Openness as an Excuse

I briefly, and somewhat poorly in my own opinion, tried to explain how the openness of the Code4Lib community was being used as an argument against anonymous proposal voting. Well, the latest First Monday has an article titled "'Free as in Sexist?' Free Culture and the Gender Gap" wherein Joseph Reagle makes my point in a far more articulate manner:

At first, the claim that community openness can contribute to a gender gap seems nonsensical as there are no formal restrictions on participation. However, as Freeman (1996) argued, implicit structures and dynamics still exist in the absence of formal ones. For example, a computer science department may not have an exclusionary policy towards female students, but privileging a narrow and obsessive focus might miss female candidates. Similarly, while some might argue any effort to block problematic users is a step away from openness, a chaotic culture of undisciplined vandals would equally disenfranchise those who wish to make a positive contribution [12]. Hence, following Freeman, one might distinguish between formal and informal forms of discrimination. While an open community does not formally discriminate, alienating behavior can still manifest from difficult people and sexist behavior.
The article goes much further (this is just the introductory paragraph of the section that discusses this phenomenon).

Philosophical Digression

To me, using the innate value of openness as an excuse to avoid something empirically proven to increase participation from marginalized groups is a specifically ethical failure. It comes from a deontological stance, as if some spurious and undefined essence of openness is more important than the effects of a particular instance of openness. The antithesis to deontology is consequentialism, which argues that an act's value lies only in its effects or consequences. There is no such thing as innate value.

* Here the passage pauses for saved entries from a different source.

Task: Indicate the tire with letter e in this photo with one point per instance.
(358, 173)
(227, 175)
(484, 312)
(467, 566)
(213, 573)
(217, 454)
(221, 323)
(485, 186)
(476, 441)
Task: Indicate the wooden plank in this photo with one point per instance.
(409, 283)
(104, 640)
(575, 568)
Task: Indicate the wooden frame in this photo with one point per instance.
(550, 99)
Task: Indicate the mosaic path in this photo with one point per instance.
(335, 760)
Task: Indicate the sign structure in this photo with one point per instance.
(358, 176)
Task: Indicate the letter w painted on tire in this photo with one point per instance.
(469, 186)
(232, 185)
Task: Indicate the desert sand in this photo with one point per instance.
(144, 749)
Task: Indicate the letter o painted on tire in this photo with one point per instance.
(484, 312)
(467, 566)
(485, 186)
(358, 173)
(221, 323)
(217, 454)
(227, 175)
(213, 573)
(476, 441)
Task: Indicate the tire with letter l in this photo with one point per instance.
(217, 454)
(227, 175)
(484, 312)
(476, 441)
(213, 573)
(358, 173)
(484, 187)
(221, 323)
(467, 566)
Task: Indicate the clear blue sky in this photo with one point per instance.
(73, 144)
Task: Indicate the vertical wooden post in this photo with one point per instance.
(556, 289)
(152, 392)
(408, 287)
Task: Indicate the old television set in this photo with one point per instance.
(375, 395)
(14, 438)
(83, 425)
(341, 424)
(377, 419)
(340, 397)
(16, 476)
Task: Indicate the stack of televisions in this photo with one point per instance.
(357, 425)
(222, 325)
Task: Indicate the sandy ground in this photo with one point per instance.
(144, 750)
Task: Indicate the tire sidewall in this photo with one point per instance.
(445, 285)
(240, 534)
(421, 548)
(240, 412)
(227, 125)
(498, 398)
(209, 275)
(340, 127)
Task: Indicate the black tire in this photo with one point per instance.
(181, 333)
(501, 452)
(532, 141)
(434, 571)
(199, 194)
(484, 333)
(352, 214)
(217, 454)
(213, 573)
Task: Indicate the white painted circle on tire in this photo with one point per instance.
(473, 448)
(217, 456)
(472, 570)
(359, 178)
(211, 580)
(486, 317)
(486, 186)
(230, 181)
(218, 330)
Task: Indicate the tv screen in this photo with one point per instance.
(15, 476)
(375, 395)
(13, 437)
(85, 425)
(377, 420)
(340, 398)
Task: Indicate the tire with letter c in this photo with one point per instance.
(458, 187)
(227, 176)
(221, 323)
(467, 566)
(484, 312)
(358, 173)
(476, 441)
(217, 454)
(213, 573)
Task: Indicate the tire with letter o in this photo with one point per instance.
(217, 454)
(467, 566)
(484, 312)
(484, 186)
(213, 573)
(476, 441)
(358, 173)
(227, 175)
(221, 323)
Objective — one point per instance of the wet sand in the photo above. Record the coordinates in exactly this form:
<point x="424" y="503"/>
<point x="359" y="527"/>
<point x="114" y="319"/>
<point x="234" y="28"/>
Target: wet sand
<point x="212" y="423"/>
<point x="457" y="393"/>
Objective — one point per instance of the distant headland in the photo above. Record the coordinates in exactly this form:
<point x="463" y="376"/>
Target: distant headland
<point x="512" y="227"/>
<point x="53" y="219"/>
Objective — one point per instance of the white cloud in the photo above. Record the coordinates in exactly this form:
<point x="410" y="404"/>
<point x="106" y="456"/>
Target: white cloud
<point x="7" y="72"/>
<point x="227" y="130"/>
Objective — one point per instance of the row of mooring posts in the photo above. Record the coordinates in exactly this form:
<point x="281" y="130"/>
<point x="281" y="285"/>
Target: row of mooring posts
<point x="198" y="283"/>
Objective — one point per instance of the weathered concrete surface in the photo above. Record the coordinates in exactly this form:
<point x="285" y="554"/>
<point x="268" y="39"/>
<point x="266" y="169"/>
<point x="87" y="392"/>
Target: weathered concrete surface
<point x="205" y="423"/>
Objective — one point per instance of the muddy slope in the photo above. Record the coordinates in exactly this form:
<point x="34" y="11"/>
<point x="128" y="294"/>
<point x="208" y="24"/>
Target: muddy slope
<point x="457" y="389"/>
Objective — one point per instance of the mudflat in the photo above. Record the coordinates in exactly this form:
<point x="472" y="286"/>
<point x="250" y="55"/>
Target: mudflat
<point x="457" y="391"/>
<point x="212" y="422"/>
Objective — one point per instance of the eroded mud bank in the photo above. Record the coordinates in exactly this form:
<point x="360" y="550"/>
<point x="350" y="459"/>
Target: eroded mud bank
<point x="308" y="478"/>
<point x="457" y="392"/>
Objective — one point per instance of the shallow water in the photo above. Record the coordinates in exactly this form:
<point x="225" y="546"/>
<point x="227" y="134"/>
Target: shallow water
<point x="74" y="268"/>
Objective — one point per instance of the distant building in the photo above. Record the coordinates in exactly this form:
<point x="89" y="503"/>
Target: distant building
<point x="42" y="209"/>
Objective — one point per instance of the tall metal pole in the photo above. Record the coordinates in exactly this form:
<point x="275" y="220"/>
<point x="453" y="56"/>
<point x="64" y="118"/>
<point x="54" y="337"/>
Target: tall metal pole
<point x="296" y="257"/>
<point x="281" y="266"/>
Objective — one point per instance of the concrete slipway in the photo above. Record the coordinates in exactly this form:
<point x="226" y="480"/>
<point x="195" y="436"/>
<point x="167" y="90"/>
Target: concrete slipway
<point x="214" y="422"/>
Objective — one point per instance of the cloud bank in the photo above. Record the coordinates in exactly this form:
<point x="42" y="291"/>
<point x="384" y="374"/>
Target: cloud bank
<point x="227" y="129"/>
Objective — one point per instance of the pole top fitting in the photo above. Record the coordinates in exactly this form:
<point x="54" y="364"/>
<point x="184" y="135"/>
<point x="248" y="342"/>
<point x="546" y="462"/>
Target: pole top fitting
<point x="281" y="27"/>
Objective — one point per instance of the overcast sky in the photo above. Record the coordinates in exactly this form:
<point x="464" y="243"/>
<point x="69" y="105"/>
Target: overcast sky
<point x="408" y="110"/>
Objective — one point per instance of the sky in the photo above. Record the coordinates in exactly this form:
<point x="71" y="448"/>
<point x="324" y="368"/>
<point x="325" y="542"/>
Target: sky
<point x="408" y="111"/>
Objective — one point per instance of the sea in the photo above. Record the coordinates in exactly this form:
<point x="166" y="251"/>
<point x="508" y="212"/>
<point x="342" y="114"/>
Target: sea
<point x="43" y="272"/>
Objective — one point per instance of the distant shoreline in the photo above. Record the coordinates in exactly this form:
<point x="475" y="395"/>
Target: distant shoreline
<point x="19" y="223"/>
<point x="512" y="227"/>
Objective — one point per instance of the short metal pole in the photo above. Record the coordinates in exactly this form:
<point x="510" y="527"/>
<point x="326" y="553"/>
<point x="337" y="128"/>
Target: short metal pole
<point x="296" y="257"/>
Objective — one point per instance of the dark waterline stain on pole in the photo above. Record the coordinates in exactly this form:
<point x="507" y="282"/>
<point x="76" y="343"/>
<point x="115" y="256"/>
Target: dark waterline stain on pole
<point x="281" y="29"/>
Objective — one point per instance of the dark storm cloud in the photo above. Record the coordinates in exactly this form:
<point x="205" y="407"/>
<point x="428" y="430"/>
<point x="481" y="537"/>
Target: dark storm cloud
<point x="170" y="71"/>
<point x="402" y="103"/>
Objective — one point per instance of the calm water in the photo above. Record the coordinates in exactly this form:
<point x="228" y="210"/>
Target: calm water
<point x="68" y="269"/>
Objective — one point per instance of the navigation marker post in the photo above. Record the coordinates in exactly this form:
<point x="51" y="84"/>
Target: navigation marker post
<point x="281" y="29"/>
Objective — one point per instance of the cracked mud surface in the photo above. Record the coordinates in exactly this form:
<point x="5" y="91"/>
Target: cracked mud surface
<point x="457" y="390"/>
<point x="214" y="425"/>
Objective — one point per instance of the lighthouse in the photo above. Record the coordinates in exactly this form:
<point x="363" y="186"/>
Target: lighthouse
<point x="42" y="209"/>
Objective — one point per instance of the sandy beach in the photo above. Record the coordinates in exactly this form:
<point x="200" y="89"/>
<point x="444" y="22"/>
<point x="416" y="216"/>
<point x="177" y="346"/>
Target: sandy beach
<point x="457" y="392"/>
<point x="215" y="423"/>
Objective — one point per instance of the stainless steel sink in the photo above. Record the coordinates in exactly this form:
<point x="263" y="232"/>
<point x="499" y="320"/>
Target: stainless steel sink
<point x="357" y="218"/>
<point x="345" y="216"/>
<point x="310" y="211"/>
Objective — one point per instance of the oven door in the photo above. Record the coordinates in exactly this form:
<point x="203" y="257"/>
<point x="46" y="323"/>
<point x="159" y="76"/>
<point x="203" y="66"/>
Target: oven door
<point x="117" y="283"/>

The article's reference to blocking problematic users is particularly apt; I just finished reading a book on Wikipedia which discusses how Wikipedia's ideal of "the encyclopedia anyone can edit" is worth sacrificing precisely in such a situation. The world's most open encyclopedia blocks users and is better for it. An open community can have a closed sub-community support group and be better for it as well.

2 comments:

  1. Well, the author of the article and the book are the same person, so that makes sense :).

    ReplyDelete
  2. Yeah, I actually did not notice that until after I wrote the post.